Somewhere, Jeff Zucker and Jeff Gaspin — hell, a whole lot of NBC alumni, not all of them named Jeff — should be laughing, or at least smiling.
The New York Times is the latest news outlet to pile on and mildly advance the story that Jay Leno will be replaced by Jimmy Fallon, most likely some time in 2014.
Yet as one would think NBC might have learned by now, there is absolutely no way to do anything involving a change in latenight that does not turn into a whopping public-relations nightmare unless the guy you are replacing comes to you and says, “I really want to spend more time…” A) playing comedy clubs; B) enjoying my car collection; C) at home, counting large stacks of money; or D) any combination of the above.
Now, to go back a few years, even casual observers might recall when faced with this multiple-choice question, Leno chose E) shop myself to other networks, which set off the panic that ultimately led to his 10 p.m. NBC talkshow — you know, the one doing better most nights than the current crop of NBC dramas.
Leno might have a change of heart, but banking on that to save the network’s bacon — and keep its PR department from drinking Maalox out of the bottle — is sort of like betting on three No. 16 seeds to advance in the NCAA tournament.

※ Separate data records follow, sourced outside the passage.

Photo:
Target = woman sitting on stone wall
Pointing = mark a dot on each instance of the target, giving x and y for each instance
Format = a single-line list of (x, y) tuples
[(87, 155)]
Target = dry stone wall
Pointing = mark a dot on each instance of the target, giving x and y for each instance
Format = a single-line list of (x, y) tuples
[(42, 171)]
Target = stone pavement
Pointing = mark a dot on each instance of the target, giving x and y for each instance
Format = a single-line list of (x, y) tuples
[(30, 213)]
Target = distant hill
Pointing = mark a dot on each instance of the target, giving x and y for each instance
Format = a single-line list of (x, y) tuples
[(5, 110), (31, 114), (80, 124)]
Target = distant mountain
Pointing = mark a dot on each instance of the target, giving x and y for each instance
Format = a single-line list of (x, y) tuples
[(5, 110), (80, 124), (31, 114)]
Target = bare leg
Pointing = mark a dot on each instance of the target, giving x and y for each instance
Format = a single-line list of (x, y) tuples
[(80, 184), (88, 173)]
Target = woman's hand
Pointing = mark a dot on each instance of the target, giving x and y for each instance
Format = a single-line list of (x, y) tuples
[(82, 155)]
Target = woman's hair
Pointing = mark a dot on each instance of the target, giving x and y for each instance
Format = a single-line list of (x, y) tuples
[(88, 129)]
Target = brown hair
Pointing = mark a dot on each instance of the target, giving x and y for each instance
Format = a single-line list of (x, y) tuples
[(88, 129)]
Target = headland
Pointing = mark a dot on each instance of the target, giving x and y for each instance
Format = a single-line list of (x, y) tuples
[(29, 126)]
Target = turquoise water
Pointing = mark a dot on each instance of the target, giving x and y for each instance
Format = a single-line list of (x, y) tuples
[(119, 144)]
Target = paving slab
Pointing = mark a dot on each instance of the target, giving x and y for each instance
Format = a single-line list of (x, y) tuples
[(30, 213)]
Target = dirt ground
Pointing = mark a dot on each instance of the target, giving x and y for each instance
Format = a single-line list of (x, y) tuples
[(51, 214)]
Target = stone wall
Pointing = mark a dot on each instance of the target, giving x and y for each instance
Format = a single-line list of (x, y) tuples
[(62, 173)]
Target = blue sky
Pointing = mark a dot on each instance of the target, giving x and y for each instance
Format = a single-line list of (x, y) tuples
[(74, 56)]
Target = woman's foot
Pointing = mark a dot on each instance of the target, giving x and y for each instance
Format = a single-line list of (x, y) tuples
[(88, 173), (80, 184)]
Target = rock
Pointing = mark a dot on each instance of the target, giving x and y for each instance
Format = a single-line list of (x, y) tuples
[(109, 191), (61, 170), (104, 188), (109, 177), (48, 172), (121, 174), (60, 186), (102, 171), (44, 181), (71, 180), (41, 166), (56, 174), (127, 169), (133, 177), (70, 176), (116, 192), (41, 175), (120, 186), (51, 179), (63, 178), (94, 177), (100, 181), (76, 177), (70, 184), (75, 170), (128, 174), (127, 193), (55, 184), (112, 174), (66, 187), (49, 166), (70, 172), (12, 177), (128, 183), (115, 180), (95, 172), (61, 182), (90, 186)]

The real mystery, amid all of this, is why on Earth network honchos — faced with as much bad PR as they’re already garnering — would brave wading into the treacherous waters of latenight at this juncture. Does Jimmy Fallon really have so many inviting options that he has to be handed “The Tonight Show” right now, or they’ll risk losing him? And does anyone at NBC really think Fallon — while almost certainly skewing younger — will do markedly better than Leno, especially if the network continues to struggle in primetime?
As I wrote a few weeks ago, the only real strategy that would make sense at this point would be to treat Leno like the Pope: It’s a lifetime gig, unless he decides otherwise.
But perhaps I’m overthinking all this. The Times’ Bill Carter hasn’t written a latenight book in a couple of years, and Conan O’Brien is slated to perform at the upcoming White House Correspondents Dinner in April. Maybe the network just wants to give the two of them — and the rest of us — something to write about and joke about, respectively. (O’Brien’s TBS show, incidentally, is dark this week, but those with a taste for the perverse might be inclined to tune in when he returns this Monday.)
The bottom line is until the network definitively settles this question — in a manner that will quiet the speculation, and not just punt it down the road — the Spanish term for the network’s Peacock is going to be pinata.